Where the Insurance Contract Speaks Expressly
If the insurance contract expressly addresses cross-section deductibles for an event or occurrence from a single cause, that provision governs. Common formulations include: a single deductible across all affected sections, the highest single deductible applying across all responding sections, the application of each section’s deductible in the ordinary way, or the allocation of a maximum amount to be paid by the policyholder for all occurrences during the period of insurance in the form of an aggregate deductible.
Drafting gaps and ambiguous language can produce friction and lead to disputes. There are also often disputes about how many losses, events or occurrences have occurred, and how many deductibles apply in that context.
South African courts use various interpretive tools to assist in ascertaining the intention of the insurance contract when an insurer and policyholder disagree on the meaning.

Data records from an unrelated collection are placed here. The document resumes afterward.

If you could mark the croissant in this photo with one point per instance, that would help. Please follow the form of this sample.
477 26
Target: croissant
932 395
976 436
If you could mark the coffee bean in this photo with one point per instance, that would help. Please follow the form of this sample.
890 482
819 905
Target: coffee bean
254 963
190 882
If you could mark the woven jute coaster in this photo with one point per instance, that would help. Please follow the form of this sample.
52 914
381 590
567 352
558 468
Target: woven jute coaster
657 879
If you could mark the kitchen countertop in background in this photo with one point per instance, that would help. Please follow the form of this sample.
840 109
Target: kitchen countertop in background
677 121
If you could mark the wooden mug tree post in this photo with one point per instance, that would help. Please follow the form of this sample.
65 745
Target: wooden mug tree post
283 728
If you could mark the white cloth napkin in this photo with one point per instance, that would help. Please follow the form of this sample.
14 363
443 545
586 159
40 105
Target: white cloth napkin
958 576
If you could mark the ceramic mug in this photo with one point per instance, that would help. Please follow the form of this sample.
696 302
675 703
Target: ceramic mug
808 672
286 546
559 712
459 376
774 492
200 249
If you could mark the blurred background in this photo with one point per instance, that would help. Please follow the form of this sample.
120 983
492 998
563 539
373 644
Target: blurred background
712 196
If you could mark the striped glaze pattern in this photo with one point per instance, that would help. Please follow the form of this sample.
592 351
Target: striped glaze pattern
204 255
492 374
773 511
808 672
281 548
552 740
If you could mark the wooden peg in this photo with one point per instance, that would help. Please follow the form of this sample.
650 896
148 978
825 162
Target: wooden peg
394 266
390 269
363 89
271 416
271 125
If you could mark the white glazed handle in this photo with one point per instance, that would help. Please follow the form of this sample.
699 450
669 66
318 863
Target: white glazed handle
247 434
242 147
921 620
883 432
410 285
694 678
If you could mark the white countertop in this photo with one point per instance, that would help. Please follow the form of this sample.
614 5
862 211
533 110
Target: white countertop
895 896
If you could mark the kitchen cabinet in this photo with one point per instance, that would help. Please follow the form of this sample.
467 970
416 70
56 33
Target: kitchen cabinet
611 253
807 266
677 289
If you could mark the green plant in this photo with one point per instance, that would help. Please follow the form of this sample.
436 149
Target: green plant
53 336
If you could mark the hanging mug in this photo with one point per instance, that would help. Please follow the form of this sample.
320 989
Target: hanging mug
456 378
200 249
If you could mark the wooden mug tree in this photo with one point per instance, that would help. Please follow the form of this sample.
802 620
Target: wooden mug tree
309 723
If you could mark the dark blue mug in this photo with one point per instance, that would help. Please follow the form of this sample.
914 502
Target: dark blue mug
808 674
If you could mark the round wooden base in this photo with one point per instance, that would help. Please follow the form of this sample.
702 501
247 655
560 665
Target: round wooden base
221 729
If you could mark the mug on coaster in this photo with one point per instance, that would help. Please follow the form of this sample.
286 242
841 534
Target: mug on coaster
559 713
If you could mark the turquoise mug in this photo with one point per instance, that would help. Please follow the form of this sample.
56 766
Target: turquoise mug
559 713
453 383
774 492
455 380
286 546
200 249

South African courts interpret insurance contracts objectively, giving the words their ordinary meaning in the context of the insurance contract as a whole and its commercial purpose in what is referred to as a ‘unitary exercise’ looking at the words, context and purpose of the insurance contract. A commercially sensible result will be preferred to an unbusinesslike one. An insurance contract is a contract of indemnity, and it must be construed reasonably and fairly to that end. As a last resort, genuine ambiguities must be resolved in favour of the policyholder.

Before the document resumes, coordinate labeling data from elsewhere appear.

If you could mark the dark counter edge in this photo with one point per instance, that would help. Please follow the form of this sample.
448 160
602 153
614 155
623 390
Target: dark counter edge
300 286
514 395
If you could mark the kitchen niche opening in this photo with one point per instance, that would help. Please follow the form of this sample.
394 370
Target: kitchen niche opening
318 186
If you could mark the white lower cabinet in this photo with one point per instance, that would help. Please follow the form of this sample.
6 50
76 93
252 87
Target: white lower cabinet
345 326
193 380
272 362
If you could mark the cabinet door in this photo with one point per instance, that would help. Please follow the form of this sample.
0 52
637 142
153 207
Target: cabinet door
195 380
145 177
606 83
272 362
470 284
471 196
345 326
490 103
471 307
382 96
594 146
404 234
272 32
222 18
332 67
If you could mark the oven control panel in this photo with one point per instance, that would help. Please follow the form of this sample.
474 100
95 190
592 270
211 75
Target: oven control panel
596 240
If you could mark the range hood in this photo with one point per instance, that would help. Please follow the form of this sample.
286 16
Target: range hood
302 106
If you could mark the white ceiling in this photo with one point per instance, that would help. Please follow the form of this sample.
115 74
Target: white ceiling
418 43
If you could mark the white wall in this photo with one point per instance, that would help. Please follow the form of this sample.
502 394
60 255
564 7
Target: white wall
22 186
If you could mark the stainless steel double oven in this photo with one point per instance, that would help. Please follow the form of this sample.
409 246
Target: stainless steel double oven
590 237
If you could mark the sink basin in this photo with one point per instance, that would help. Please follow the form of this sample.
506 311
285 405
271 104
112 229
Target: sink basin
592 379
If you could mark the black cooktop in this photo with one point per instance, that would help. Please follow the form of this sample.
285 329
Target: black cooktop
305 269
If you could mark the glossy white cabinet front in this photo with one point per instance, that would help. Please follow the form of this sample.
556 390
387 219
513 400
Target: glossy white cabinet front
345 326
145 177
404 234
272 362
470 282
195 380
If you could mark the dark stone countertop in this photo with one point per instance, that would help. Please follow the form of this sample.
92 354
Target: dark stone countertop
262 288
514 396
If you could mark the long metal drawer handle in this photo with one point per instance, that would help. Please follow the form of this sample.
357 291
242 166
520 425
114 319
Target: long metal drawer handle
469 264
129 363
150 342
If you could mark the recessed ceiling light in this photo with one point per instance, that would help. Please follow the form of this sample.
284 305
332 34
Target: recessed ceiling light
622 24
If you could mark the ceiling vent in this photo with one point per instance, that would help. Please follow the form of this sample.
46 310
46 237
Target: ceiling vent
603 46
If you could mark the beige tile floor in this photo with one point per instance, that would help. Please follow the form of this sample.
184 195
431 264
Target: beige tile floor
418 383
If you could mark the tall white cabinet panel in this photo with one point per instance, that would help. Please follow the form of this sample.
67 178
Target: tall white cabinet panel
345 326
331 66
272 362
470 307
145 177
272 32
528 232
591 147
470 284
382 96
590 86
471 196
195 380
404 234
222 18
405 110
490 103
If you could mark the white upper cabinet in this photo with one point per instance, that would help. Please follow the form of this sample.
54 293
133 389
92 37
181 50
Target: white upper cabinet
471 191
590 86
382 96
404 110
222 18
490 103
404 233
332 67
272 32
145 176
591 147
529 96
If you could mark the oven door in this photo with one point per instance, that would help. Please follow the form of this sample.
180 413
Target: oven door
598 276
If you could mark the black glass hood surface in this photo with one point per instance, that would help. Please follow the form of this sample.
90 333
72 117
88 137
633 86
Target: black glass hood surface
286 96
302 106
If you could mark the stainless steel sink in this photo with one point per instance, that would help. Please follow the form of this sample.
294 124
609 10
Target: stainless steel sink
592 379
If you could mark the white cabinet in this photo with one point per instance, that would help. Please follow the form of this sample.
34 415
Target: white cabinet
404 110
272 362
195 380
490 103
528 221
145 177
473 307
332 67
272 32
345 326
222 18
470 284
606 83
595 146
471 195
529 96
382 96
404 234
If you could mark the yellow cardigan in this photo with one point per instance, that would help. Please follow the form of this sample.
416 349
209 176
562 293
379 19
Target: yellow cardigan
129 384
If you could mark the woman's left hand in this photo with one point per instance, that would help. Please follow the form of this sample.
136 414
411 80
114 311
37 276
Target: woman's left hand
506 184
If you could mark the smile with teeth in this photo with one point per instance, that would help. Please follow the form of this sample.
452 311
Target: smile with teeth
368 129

In the deductible context, this can favour a single deductible if the text reasonably bears that meaning and the alternative would create an unexpected or unbusinesslike duplication. Insurers therefore benefit from explicit deductible, and any related coordination, clauses.

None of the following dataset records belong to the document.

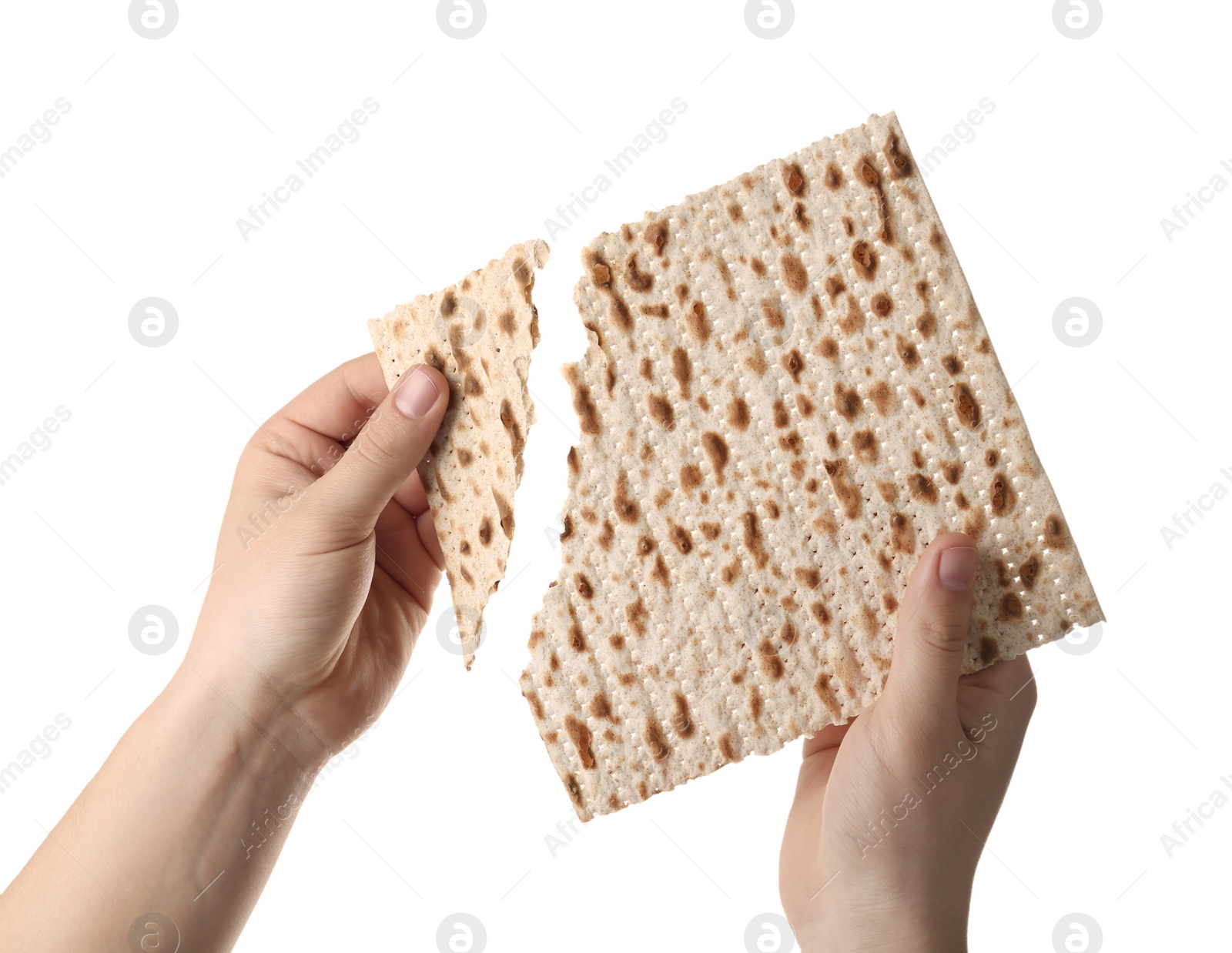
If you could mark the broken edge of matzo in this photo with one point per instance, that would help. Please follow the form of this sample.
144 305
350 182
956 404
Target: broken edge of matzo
480 335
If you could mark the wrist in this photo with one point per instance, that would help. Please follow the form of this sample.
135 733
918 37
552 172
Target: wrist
264 734
887 928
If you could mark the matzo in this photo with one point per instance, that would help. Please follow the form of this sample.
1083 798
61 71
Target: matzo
480 334
788 393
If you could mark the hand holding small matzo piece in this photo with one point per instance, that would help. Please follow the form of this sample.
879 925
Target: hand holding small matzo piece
893 808
323 579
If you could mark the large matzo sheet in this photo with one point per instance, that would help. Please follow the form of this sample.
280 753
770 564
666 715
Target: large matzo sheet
788 393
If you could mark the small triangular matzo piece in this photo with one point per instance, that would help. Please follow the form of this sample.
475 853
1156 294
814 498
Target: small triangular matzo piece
480 334
788 393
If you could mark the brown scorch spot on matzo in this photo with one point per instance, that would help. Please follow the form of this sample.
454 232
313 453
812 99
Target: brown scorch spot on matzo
764 466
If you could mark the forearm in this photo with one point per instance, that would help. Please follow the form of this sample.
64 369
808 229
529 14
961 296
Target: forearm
185 819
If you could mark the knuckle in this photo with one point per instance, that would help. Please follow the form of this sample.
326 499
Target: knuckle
942 636
376 447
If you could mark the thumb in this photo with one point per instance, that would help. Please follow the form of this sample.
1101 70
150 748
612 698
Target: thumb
397 436
933 624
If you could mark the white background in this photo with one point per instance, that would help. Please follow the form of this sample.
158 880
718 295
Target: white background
1060 193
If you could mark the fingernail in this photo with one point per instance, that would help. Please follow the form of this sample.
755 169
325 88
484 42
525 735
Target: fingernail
956 568
417 393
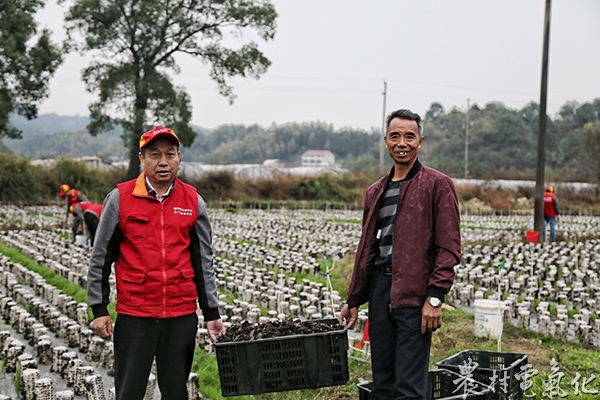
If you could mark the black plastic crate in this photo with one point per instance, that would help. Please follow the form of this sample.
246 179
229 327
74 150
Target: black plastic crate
496 369
284 363
444 385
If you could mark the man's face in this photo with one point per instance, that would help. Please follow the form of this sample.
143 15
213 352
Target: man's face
403 141
160 161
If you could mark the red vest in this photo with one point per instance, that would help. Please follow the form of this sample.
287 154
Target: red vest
72 198
549 209
154 273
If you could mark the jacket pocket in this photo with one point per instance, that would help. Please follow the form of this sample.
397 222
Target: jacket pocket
133 288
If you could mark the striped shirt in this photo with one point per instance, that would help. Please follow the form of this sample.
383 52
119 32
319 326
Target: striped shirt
386 220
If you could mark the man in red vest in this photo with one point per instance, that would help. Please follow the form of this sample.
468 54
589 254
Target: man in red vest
550 213
156 231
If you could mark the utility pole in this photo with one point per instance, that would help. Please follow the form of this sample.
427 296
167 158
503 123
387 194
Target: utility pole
541 155
467 143
381 142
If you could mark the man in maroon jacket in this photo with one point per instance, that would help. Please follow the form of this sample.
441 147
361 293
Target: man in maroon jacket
404 263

Fairness and transparency expectations embedded in policyholder protection rules which apply to natural persons and smaller corporate entities reinforce clear, prominent disclosure of deductible structures, with the result that unclear layering of multiple deductibles for one event risks scrutiny.
Practical Implications for Claims, Drafters and Brokers
In the absence of express coordination, expect per-section deductibles. Where the insurance contract consolidates deductibles across sections, that mechanism will be applied according to its terms, read sensibly, in context and with the purpose of the insurance contract in mind. And where the text is unclear, interpretive principles will push toward a commercially sensible outcome.
Claims professionals handling claims which trigger multiple sections should in the first instance identify the sections which respond to the claim and then quantify the losses per section. They should then apply the deductible specified for each section unless a coordination clause says otherwise, and check for any aggregate deductibles or other deductible-related provisions which might affect the outcome of the claim.
For drafters and underwriters, clarity is crucial. If the intention is ‘one occurrence, one deductible’, say so and define ‘occurrence’ and how that interplays with ‘causes’, ‘events’, ‘losses’ and even ‘hours clauses’ if those terms and provisions are used as well. If the intention is to apply the highest single deductible across affected sections, make it plain. If each section’s deductible must apply, make that explicit. Signposting any coordination rules reduces disputes and promotes fair, predictable outcomes.
Brokers have an important role to play in ensuring that the deductible architecture aligns with their client’s expectations when placing the cover, and that it is correctly implemented at claims stage.